Mobilisé au début de la Seconde Guerre mondiale, il fut envoyé dans la forêt de Warndt avant d’être, en janvier 1940, affecté spécial à l’usine des métaux Allinquant dans le XVe arrondissement de Paris. Son usine partit à Nay (Basses-Pyrénées, Pyrénées-Atlantiques) en juin 1940. Le parti lui demanda de rejoindre la capitale en septembre 1940 et il prit contact avec les syndicalistes des métaux. Recherché par la police, il dut, dès l’automne 1940, passer dans la clandestinité avec Régine. Ses activités intenses, dans le cadre du Parti communiste clandestin et des Comités populaires d’entreprises, entraînèrent son arrestation le 16 mai 1942. Frappé pendant son interrogatoire, il contracta la gale lors de sa détention à la préfecture de police de Paris et fut transféré à l’hôpital de l’Hôtel-Dieu, d’où, avec l’aide de Régine, il réussit à s’évader le 2 août 1942.
Malgré son mauvais état de santé, il reprit l’action clandestine dans la région parisienne puis à Nantes où il assura la réorganisation de l’interrégion Bretagne des Francs-tireurs et partisans. La police l’arrêta le 19 janvier 1943. Comme en témoignent des lettres émouvantes qu’il réussit à faire parvenir à Régine, Maurice Lacazette n’ignorait pas le sort qui sera le sien. Dans une missive du 21 août 1943, il annonça la sentence : « quinze condamnés à mort et un acquitté et, bien entendu, j’ai le numéro 1 ; grand honneur comme tu vois, mais la certitude du poteau ».(procès des 16).
Les Allemands le fusillèrent le 25 août 1943 au champ de tir du Bêle, à la porte de Nantes, et enterrèrent son corps à Saint-Mars-du-Désert.
Après la Libération son corps fut transféré au Père-Lachaise avec les restes de son meilleur ami, Jean-Pierre Timbaud.
Il a été reconnu Mort pour la France le 12 février 1945.

……………………………………………….

Dernières lettres

| [Extraits des lettres adressées à sa femme, Régine]

20 février 1943
Grâce au brave gars qui te remettra ce mot, j’ai la chance unique de pouvoir te faire parvenir de mes nouvelles. Quand les recevras-tu ?… Je ne sais. Peut-être aurai-je – fini de vivre ? Enfin, tu auras eu une lettre. C’est une chance inespérée.. Certes, j’aurais préféré t’écrire librement au moment de mourir, mais il ne faut pas y compter, et pourtant, j’aurai des sentiments que je voudrais pouvoir te communiquer à ce moment-là…
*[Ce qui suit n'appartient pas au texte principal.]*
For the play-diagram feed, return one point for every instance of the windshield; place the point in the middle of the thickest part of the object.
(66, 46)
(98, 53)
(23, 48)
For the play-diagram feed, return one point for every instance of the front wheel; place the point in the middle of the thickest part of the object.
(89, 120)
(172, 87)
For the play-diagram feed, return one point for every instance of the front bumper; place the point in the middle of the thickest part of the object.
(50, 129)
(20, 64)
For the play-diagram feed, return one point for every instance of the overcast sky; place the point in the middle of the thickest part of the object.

Dans ma première lettre, je t’indiquais que j’étais gardé par les gendarmes français et que je pouvais, alors recevoir lettres, colis et livres en commun avec les autres détenus politiques ; c’était vraiment la belle vie, mais ça n’a pas duré et, rentré en prison le 2 février, je suis passé aux Allemands le 8 à neuf heures du soir ; alors, changement de décor : cellule et au secret le plus absolu, ni lettres, ni colis,
ni tabac, ni linge, ni promenade, rien, rien. Pas de liaison possible avec l’extérieur. Je suis passé d’abord seul aux Allemands, mais depuis quelques jours j’ai appris que d’autres m’avaient rejoint…
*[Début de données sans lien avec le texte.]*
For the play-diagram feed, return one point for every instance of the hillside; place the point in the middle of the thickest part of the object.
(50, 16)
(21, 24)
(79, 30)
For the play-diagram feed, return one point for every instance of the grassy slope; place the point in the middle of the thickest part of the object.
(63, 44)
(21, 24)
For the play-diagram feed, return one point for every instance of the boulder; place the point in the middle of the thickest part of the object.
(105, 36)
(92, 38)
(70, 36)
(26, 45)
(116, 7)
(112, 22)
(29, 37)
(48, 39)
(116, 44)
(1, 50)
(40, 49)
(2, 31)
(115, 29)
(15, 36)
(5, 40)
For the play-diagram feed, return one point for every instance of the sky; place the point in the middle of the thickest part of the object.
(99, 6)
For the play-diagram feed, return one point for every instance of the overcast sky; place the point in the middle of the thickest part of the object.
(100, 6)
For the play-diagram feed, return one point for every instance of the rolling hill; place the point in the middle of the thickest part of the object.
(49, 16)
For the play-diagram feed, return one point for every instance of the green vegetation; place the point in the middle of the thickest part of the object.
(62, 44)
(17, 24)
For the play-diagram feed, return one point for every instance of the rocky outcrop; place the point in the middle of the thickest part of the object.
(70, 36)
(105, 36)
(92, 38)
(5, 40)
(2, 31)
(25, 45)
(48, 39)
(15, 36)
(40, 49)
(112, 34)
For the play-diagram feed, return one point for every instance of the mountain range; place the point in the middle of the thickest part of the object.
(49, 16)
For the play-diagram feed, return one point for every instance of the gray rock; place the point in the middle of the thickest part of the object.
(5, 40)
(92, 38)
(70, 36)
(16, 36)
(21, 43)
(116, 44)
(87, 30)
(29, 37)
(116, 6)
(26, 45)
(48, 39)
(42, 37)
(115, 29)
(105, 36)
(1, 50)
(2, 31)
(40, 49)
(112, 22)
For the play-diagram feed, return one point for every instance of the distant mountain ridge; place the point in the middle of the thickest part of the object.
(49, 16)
Le copain pourra te parler de cette vie. D’abord, nous avons faim, toujours faim, ensuite nous avons froid et moi je ne puis me guérir de mon besoin de fumer, la mort accrochée sur la tête tous les matins au réveil. Ce n’est pas nouveau pour moi, ça fait deux fois déjà, mais, cette fois, « chef des terroristes », je n’y coupe pas, ou ce serait alors un miracle auquel je pense de moins en moins ; je veux à tout prix m’habituer à l’idée de disparaître.
Si encore nous avions des nouvelles pour échafauder nos espérances ! Mais rien ; si, la plus récente ce jour, c’est la prise de Kharkov ; ça a dû bouger plus que ça, mais nous ignorons tout.
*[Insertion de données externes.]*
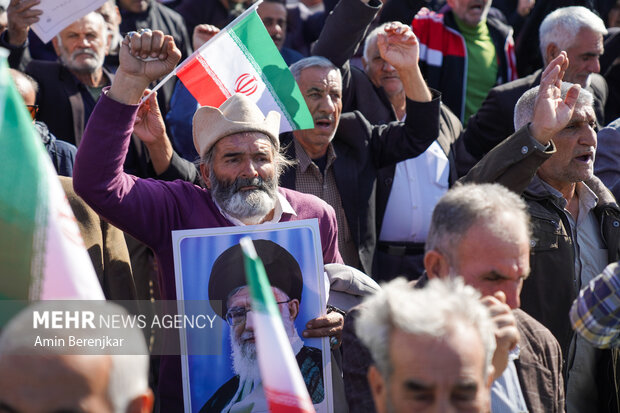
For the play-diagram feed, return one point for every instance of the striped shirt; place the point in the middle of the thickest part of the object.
(595, 314)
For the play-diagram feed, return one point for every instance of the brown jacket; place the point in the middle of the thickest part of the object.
(552, 286)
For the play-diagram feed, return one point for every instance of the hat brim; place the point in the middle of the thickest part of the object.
(210, 125)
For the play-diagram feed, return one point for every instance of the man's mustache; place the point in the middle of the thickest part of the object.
(86, 50)
(257, 182)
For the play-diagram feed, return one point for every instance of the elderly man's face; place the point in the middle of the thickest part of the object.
(583, 56)
(273, 16)
(434, 375)
(40, 384)
(471, 12)
(322, 90)
(381, 73)
(491, 263)
(487, 261)
(242, 335)
(83, 44)
(575, 149)
(243, 177)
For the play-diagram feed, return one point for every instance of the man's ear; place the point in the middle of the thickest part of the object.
(142, 404)
(293, 308)
(204, 172)
(436, 264)
(55, 44)
(378, 388)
Un peu de joie ici rompant la monotonie, c’est le balayage, le coiffeur, la douche, trois fois la soupe tous les jours et les alertes qui sont très fréquentes ces,
jours-ci, et puis les divers bruits de bottes dans les couloirs provoquent diverses réactions. Par exemple : samedi 13 février, les bottes sont venues chercher vingt-trois camarades pour les fusiller, ils ont accueilli leurs bourreaux en chantant la Marseillaise. Le camarade pourra te dire les minutes d’intense émotion que nous avons vécues.
Voilà ma vie matérielle, pas brillante comme tu le vois, aussi je vis intensément par la pensée, par les souvenirs. D’abord j’ai deux gars, dont celui que tu vas voir, à convaincre à notre cause, et je suis sûr, d’y parvenir. Je leur fais des causeries sur ce que nous sommes, ce que nous poursuivons comme but, la société idéale que nous voulons construire. Je vis de tout mon être ce que j’inculque et je suis fier de ma vie et de ma mort si proche, parce que je suis certain que nous triompherons, que les hommes seront heureux. Certes, j’ai souvent des regrets au fond de moi de penser que je ne serai plus là pour le voir, mais il reste une consolation, c’est que l’on ne nous oubliera pas, nous qui aurons tout donné pour atteindre ce but.
Vois-tu, mon amour, je n’aurai pas de mal à te convaincre, toi qui me connais bien, que ces causeries, ces polémiques m’auront fait beaucoup de bien, et les heures s’écoulent ainsi moins monotones.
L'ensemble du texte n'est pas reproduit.